El tercer caso que se me viene a la cabeza tuvo menos eco en España
y tiene que ver precisamente con la publicidad. No recuerdo ahora
si sucedió en Francia o en Italia, pero el caso es que hace unos
meses un montón de anunciantes retiraron su publicidad de los
intermedios de los programas-basura de la televisión, después
de comprobar que los espectadores reprobaban que ciertas marcas
de calidad contribuyeran a mantenerlos en antena y las castigaban
con su desprecio, es decir, negándose a adquirir sus productos.
Me
temo que en España estamos todavía muy lejos de asimilar ese
poder. Aquí casi todos seguimos comulgando con ruedas de molino
en lo que se refiere a la calidad de lo que consumimos o a la
actitud ética de los productores. Quizá, pienso, sea la
consecuencia de tantos años de silencio impuesto y autoritarismo.

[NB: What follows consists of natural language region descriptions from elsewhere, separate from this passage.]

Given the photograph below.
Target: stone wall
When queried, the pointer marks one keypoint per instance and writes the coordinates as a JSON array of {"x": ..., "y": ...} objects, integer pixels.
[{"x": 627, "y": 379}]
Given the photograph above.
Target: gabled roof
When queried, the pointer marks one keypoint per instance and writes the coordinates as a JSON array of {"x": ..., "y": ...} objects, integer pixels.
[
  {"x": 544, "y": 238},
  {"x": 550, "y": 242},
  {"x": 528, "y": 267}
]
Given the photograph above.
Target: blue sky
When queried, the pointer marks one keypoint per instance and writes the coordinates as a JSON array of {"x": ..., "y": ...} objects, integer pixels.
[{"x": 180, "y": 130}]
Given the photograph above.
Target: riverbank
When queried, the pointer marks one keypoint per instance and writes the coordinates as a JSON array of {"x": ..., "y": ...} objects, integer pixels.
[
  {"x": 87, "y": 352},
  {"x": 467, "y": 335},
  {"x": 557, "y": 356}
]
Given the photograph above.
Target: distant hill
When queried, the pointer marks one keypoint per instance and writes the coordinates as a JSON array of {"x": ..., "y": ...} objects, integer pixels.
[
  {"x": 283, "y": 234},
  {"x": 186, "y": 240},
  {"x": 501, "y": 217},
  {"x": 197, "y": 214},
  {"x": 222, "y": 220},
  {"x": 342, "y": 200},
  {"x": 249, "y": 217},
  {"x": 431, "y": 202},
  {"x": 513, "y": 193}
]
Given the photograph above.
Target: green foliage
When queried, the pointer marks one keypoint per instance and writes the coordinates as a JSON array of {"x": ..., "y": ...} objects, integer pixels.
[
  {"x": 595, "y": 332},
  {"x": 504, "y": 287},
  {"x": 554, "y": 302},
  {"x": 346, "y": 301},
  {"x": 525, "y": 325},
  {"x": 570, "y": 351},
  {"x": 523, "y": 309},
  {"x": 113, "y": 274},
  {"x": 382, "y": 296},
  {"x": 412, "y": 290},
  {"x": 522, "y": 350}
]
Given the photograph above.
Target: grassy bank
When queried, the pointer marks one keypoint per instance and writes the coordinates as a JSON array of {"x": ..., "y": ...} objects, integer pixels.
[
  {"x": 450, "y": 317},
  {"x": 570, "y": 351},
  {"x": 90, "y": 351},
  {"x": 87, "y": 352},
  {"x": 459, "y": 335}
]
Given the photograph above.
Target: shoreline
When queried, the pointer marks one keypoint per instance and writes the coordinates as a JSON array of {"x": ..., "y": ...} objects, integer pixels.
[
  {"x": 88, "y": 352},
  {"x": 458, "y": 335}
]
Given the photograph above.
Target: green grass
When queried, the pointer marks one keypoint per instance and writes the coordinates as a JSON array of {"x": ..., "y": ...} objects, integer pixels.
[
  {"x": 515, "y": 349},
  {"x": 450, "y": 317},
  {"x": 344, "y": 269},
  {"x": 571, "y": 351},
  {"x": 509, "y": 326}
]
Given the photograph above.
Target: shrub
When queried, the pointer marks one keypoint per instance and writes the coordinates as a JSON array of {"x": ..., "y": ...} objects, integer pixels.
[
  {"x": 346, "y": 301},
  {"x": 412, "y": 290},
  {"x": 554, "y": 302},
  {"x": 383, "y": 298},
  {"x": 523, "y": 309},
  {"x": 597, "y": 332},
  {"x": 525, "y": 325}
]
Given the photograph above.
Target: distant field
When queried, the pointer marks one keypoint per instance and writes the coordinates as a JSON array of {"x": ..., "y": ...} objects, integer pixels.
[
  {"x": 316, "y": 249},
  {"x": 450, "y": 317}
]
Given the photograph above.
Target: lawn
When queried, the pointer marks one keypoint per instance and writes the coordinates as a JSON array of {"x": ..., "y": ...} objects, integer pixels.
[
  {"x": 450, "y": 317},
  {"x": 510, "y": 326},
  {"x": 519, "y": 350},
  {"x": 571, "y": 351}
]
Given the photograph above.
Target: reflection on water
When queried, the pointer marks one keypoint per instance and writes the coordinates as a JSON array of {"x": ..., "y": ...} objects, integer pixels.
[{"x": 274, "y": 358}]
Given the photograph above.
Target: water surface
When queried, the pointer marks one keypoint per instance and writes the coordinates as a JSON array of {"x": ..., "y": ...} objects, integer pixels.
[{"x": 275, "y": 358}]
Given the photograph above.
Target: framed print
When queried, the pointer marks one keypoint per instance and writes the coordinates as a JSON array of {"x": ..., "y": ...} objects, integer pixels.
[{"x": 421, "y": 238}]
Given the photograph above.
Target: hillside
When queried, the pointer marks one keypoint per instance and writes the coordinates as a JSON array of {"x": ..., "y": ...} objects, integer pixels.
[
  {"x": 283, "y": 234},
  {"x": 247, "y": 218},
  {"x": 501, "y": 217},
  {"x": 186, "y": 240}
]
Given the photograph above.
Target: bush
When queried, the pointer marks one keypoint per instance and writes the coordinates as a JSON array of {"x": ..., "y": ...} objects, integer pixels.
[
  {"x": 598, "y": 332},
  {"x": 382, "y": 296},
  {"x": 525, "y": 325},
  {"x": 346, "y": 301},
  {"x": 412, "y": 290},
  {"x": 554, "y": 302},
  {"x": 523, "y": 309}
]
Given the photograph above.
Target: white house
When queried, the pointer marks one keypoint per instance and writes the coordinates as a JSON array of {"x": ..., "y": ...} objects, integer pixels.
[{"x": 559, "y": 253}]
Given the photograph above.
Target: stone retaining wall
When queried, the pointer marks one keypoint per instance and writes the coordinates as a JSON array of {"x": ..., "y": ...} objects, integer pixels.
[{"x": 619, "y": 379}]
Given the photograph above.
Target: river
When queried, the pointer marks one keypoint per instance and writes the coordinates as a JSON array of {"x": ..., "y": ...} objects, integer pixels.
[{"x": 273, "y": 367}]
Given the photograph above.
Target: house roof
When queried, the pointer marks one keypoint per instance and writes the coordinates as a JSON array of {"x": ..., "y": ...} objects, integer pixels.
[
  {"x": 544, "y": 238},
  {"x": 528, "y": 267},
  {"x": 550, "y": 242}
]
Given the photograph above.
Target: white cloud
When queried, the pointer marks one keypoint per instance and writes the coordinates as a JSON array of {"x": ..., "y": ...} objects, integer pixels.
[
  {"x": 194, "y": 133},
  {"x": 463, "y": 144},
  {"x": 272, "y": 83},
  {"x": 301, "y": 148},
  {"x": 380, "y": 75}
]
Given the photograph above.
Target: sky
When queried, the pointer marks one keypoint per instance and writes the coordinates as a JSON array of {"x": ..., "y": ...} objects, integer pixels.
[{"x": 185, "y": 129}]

En cualquier caso, lo cierto es que seguimos callándonos y
adquiriendo lo primero que se nos pone por delante. Y, sin
embargo, podríamos hacer grandes cosas, créanme. Acabo de
enterarme de que Telefónica ha ganado en los últimos nueve
meses 235.000 millones de pesetas, el 44% más que en el
ejercicio anterior. Y esto en pleno escándalo de las stock
options. No me digan que no sería precioso que los
consumidores nos pusiésemos de acuerdo para dejar durante un
solo día sin clientes a esa compañía que es probablemente la más
odiada del país. Esto no es un sueño: cuando comprendamos la
inmensidad de nuestro poder, cosas como ésa serán posibles. Y
creo que las próximas revoluciones que vivirá el mundo tendrán
que ver con esa capacidad para negarnos a consumir como borregos.
De momento, y a la espera de tiempos mejores, yo recupero el
viejo grito de guerra: ¡A las barricadas!